1)13 month reservation window - Is that from date of check in or from your date of check out? 

2)How does it work when the week you want is both red and blue - Will any 7 day combination work?

3) For a high demand week like Depoe Bay at Thanksgiving - Say we wanted to go Saturday to Saturday  encompassing Thanksgiving for 2007.  Check in dates would be Nov 17-24 2007  When would we make our reservation call at the 13 month window?

4)Are there any other tips or tricks or articles to read that would be helpful for booking peak demand weeks?


----------



## itchyfeet (Sep 24, 2006)

Check out www.wmowners.com for answers to all you questions.  Very helpful groups of owners there.


----------



## roadsister (Sep 24, 2006)

Welcome!

1. The 13 month window is from the date of check in.
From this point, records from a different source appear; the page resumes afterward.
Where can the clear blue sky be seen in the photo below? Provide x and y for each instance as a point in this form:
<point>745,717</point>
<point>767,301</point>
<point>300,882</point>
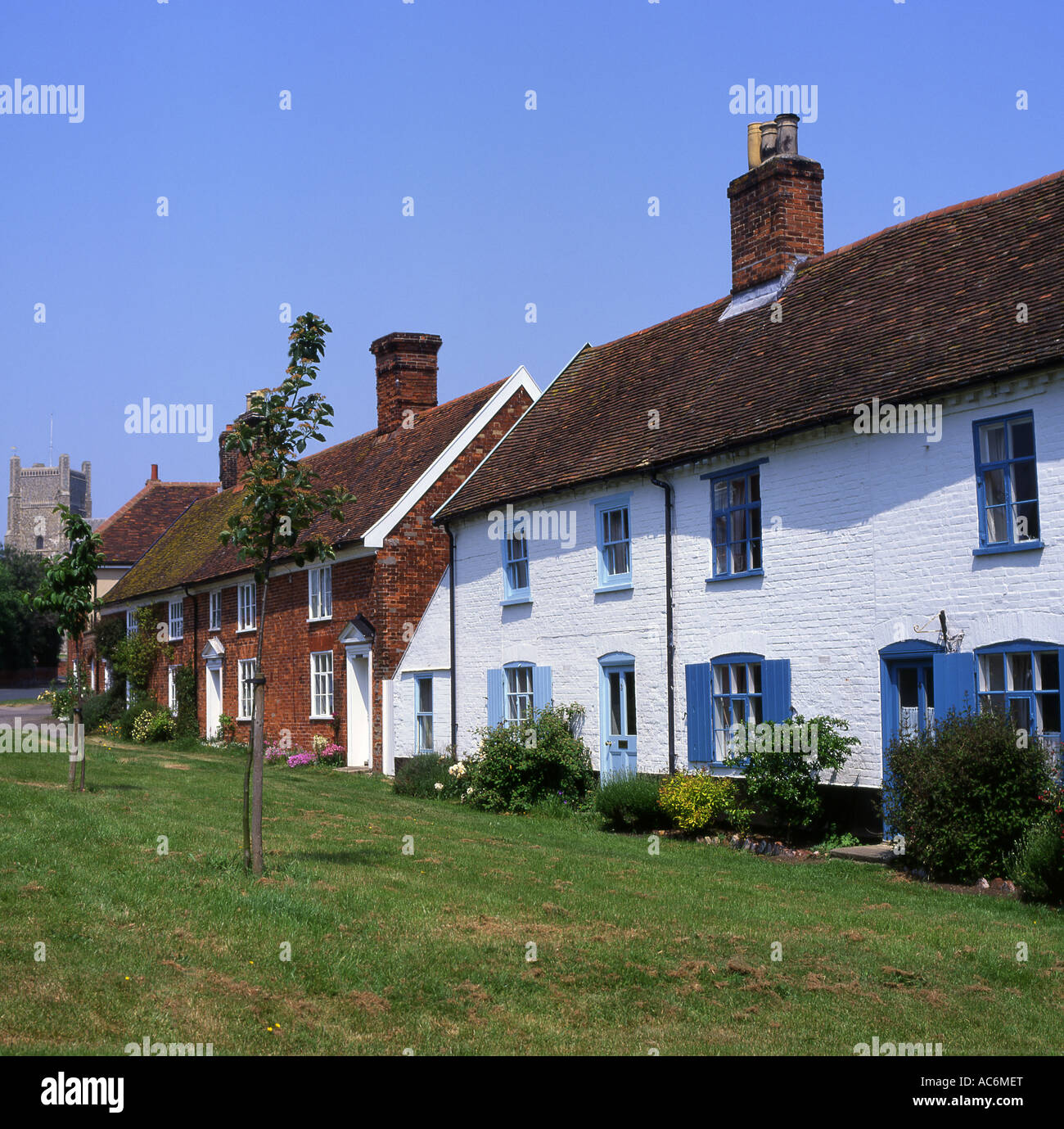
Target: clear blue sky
<point>426,100</point>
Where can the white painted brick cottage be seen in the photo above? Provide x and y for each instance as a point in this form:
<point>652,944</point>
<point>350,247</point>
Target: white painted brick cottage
<point>762,507</point>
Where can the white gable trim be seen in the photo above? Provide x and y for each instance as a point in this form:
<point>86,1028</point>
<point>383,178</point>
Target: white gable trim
<point>507,436</point>
<point>375,535</point>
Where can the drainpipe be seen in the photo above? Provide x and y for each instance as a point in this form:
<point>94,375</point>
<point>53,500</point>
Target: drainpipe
<point>196,654</point>
<point>453,670</point>
<point>670,646</point>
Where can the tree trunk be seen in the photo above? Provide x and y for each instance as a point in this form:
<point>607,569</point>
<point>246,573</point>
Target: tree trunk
<point>253,774</point>
<point>72,720</point>
<point>79,717</point>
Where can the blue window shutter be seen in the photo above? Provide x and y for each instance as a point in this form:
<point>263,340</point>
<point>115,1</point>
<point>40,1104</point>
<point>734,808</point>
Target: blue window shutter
<point>495,697</point>
<point>541,688</point>
<point>777,690</point>
<point>954,682</point>
<point>700,711</point>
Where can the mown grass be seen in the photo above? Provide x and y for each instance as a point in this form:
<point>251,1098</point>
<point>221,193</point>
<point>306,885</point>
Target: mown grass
<point>428,951</point>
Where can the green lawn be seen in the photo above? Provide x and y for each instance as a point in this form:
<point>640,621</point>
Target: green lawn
<point>428,951</point>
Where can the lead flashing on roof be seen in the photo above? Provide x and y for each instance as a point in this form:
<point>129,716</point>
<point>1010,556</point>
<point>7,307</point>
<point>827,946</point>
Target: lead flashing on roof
<point>757,296</point>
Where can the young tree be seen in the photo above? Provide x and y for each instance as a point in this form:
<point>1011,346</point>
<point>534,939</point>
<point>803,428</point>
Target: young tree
<point>68,590</point>
<point>279,504</point>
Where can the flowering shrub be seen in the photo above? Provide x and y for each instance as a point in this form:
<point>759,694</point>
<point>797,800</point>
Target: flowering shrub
<point>519,765</point>
<point>154,726</point>
<point>426,776</point>
<point>330,754</point>
<point>695,800</point>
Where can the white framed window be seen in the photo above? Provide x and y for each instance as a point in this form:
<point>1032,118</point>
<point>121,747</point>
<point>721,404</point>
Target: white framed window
<point>178,619</point>
<point>322,683</point>
<point>247,691</point>
<point>246,607</point>
<point>319,583</point>
<point>172,690</point>
<point>423,712</point>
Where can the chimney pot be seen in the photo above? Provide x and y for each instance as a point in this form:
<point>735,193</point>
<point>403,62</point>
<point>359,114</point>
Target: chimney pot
<point>777,208</point>
<point>754,143</point>
<point>787,134</point>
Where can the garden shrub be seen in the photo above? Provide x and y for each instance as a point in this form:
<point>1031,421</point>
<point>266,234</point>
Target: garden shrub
<point>96,709</point>
<point>629,803</point>
<point>519,765</point>
<point>695,800</point>
<point>420,776</point>
<point>963,793</point>
<point>154,725</point>
<point>1037,864</point>
<point>782,763</point>
<point>128,717</point>
<point>187,708</point>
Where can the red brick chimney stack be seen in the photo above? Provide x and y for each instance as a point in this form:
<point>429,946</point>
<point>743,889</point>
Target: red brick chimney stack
<point>777,209</point>
<point>406,371</point>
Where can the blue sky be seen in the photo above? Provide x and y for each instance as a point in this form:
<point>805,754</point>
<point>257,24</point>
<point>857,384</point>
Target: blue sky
<point>512,205</point>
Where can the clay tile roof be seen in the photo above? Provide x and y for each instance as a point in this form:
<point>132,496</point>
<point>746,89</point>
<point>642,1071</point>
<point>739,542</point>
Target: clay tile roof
<point>906,314</point>
<point>377,468</point>
<point>131,531</point>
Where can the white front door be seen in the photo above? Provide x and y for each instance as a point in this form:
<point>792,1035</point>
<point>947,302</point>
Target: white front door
<point>359,714</point>
<point>214,700</point>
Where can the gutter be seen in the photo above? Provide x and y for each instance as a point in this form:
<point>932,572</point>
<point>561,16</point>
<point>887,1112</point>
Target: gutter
<point>670,646</point>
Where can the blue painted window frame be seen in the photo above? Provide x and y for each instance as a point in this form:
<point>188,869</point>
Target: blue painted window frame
<point>421,714</point>
<point>605,549</point>
<point>724,702</point>
<point>1007,464</point>
<point>747,472</point>
<point>512,593</point>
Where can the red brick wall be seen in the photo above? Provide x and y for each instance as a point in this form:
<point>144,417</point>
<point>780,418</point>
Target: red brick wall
<point>777,214</point>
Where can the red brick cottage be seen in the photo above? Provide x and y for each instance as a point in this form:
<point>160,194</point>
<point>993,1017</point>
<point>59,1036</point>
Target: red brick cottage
<point>125,536</point>
<point>336,631</point>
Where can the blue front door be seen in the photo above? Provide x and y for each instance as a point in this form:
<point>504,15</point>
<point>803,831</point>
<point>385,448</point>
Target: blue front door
<point>912,699</point>
<point>617,729</point>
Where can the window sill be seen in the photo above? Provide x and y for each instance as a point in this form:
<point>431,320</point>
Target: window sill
<point>624,586</point>
<point>1008,548</point>
<point>735,576</point>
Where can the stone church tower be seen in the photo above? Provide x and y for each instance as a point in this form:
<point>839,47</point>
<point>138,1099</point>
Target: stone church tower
<point>34,494</point>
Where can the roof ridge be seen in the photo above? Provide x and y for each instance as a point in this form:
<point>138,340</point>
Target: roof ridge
<point>849,246</point>
<point>963,205</point>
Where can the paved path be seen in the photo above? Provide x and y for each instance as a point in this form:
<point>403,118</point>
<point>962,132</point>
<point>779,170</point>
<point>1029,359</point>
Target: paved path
<point>8,693</point>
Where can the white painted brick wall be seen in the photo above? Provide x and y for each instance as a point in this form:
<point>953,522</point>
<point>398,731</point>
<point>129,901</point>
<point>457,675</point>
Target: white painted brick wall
<point>875,535</point>
<point>429,653</point>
2. You may book a week that goes from blue to red or red to blue.

3. Your call should be made 13 months out exactly at 6:00 am.

4. If you don't get what you want put yourself on a waiting list and be flexible with the check in / check out date....

www.worldmarktheclub.com has many useful tips, great ideas, reviews, and over 17,000 owners that can give you correct information on how to use your membership.


----------



## PClapham (Sep 24, 2006)

Re calling hour-I was wondering about that.  Is it 6am pdt?  Thanks
Anita


----------



## roadsister (Sep 24, 2006)

PClapham said:
			
		

> Re calling hour-I was wondering about that.  Is it 6am pdt?  Thanks
> Anita



Sorry, Pacific Standard Time


----------



## cotraveller (Sep 24, 2006)

You can download the WorldMark Owners Education Manual from the WorldMark web site.  It's accessible from the link roadsister gave or if you want to go directly to the download page.  The link is

http://www.worldmarktheclub.com/education/

It's a good starting point for learning about the WorldMark booking process.  

Check out the WorldMark forum too, at WorldMark Forum


----------